The fall triggered panic overseas, with Wall Street ending trading down 3.6 per cent and the UK FTSE tumbling 4.7 per cent.

In Australia, the ASX opened on Monday with a 4.1 per cent fall, a loss of $60 billion – however, markets began to rebound on Tuesday and were up 2.4 per cent around midday.

Colin Biggers & Paisley commercial partner Jon Meadmore said it was too early to predict the long-term effects of the market movements, but there is a strong possibility of a Chinese downturn.

“The risk is that the markets have been volatile for a number of reasons, so it's too early to say,” he said.

“But if there's smoke, there's fire. If the Chinese economy is deteriorating as feared, that's likely to impact Australia in some meaningful way.”

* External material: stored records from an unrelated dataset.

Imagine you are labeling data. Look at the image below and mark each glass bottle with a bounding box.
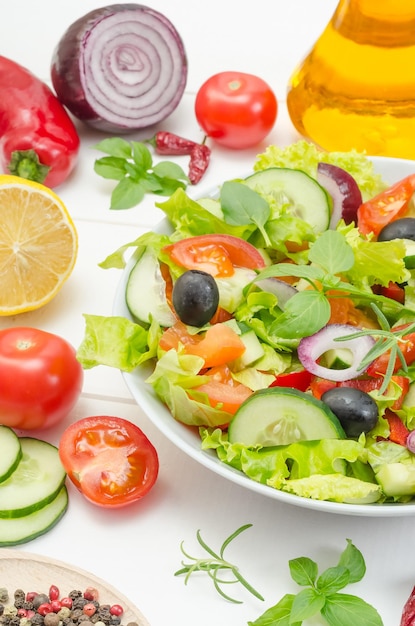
[287,0,415,159]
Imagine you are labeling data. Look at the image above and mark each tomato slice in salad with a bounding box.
[163,233,265,277]
[59,415,159,508]
[159,322,246,368]
[357,174,415,235]
[192,365,253,415]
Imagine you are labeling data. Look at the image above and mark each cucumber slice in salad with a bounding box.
[245,167,332,233]
[0,426,22,483]
[0,485,68,547]
[0,437,66,520]
[228,387,346,446]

Should the Chinese economy soften, certain legal activity in certain practice areas could be affected, Mr Meadmore predicted.

In particular, he pointed to a potential slowdown for lawyers dealing with mining companies or investment.

Chinese investment in the Australian economy more generally could also ease, with property and agriculture particularly vulnerable.

However, if the slump extended to Australia, Mr Meadmore suggested some practice areas might see a rise in activity.

“If that downturn turned into a downturn for the Australian economy, there might be an uplift in restructuring and insolvency and those types of practices,” he said.

A lower dollar could also be a boon to some industries and the firms acting for them, he suggested.

However, a soft dollar may also affect the profits of the Australian offices of global firms.

“If the Australian dollar deteriorates, then profit per partner – if measured in pounds or US dollars – is going to drop,” Mr Meadmore said.

He suggested firms could weather economic tumult by spreading their interests across a range of industries so that a downcycle in one sector does not drag down the whole firm.

“Some industries will generally benefit from tougher times and others will stay in neutral in tougher times and others will benefit in better times, particularly property and construction,” he said.

“[At Colin Biggers & Paisley], we're strong in a range of industries that are always needed in good times and difficult times.”